Il Sole 14.1.16
Il rinvio sulle unioni civili e i timori di Renzi sui consensi popolari
di Lina Palmerini
Un’accelerazione
sulla riforma costituzionale e un rinvio sulle unioni civili. Queste
sono state, in estrema sintesi, le novità politiche di ieri.
Naturalmente su entrambi i fronti sono state molto vivaci le polemiche
in Senato così come resta vivace l’area di dissenso nella maggioranza
sul disegno di legge che regolamenta la vita delle coppie omosessuali.

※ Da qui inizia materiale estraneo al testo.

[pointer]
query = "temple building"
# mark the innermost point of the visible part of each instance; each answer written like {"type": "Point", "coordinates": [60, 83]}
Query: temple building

Legge sacrosanta e vuoto colpevole nella legislazione italiana ma
nonostante il ritardo rispetto a tutti i principali paesi europei, a
Palazzo Chigi si sceglie la strada della prudenza, del rinvio, della
cautela. Esattamente il contrario di ciò che è avvenuto sulle riforme
istituzionali su cui Matteo Renzi è andato avanti anche a strattoni,
mettendo voti di fiducia, spaccando il partito senza preoccuparsene. E
ora invece? Come mai tanta preoccupazione a non creare divisioni?
Il
sospetto è che al premier manchi su questo tema uno slogan efficace da
comunicare al Paese. Che non sappia, cioè, come raccontare alla società
la scelta di dare uguali e legittimi diritti alle coppie omosessuali
affrontando anche il nodo spinoso dell’adozione del figlio del partner.
Il
dubbio nasce dal fatto che finora ogni volta che Renzi è stato convinto
che una misura fosse popolare e facilmente veicolabile mediaticamente è
andato avanti come un carro armato. Sulle unioni civili invece si muove
col passo felpato, con le parole misurate, con l’attenzione di chi teme
di rompere la cristalleria di casa. Ammette la libertà di coscienza dei
parlamentari sul voto ma quello che teme non è alla Camera o al Senato
ma piuttosto fuori, nelle reazioni tra gli italiani. Nonostante ora non
ci sia più il Vaticano del cardinal Ruini ma una Chiesa che rimpiange i
“Dico” (tentativo di legge all’epoca del Governo Prodi poi fallito) e
ammette le unioni purché differenziate dal matrimonio, resta il freno di
Renzi. Che poi è il timore di perdere consenso popolare. E questo è
tanto più singolare che accada a un premier che ha appena 40 anni e che
quindi anagraficamente rappresenta un pezzo di società che ha molta più
disinvoltura nel trattare temi come l’omosessualità. È come se il
premier non sapesse come tradurre un impegno del Pd a fare la legge in
un slogan popolare più forte di quello del family day che ci sarà
proprio alla fine di questo mese.
Se davvero il problema è cercare
il messaggio giusto con cui spiegare agli italiani questa legge, una
lezione utile gli arriva da Barack Obama. Proprio all’inizio dell’anno
il presidente americano si è trovato alle prese con una legge
altrettanto o forse più spinosa da far passare nel suo Paese: la
limitazione dell’uso delle armi. Un grande totem americano su cui
poggiano convinzioni popolari ma anche i solidi interessi delle lobbies
ma Obama ha scelto una strada mediaticamente molto efficace: il racconto
di storie vere, di bambini morti a causa di un uso improprio di armi.
Raccontava e piangeva e la foto delle sue lacrime è stata sulle prime
pagine di tutti i giornali del mondo. Non che Renzi debba piangere sulle
unioni gay ma la scelta comunicativa americana dimostra che quando è
difficile scalfire le abitudini mentali di un popolo, più facile è
parlare attraverso le emozioni, il racconto di vite vissute come sono
quelle di coppie omosessuali di italiane e italiani costrette a diritti
“minori”. Un danno che non si giustifica soprattutto se dietro c’è un
calcolo cinico di consenso popolare e sondaggi di gradimento.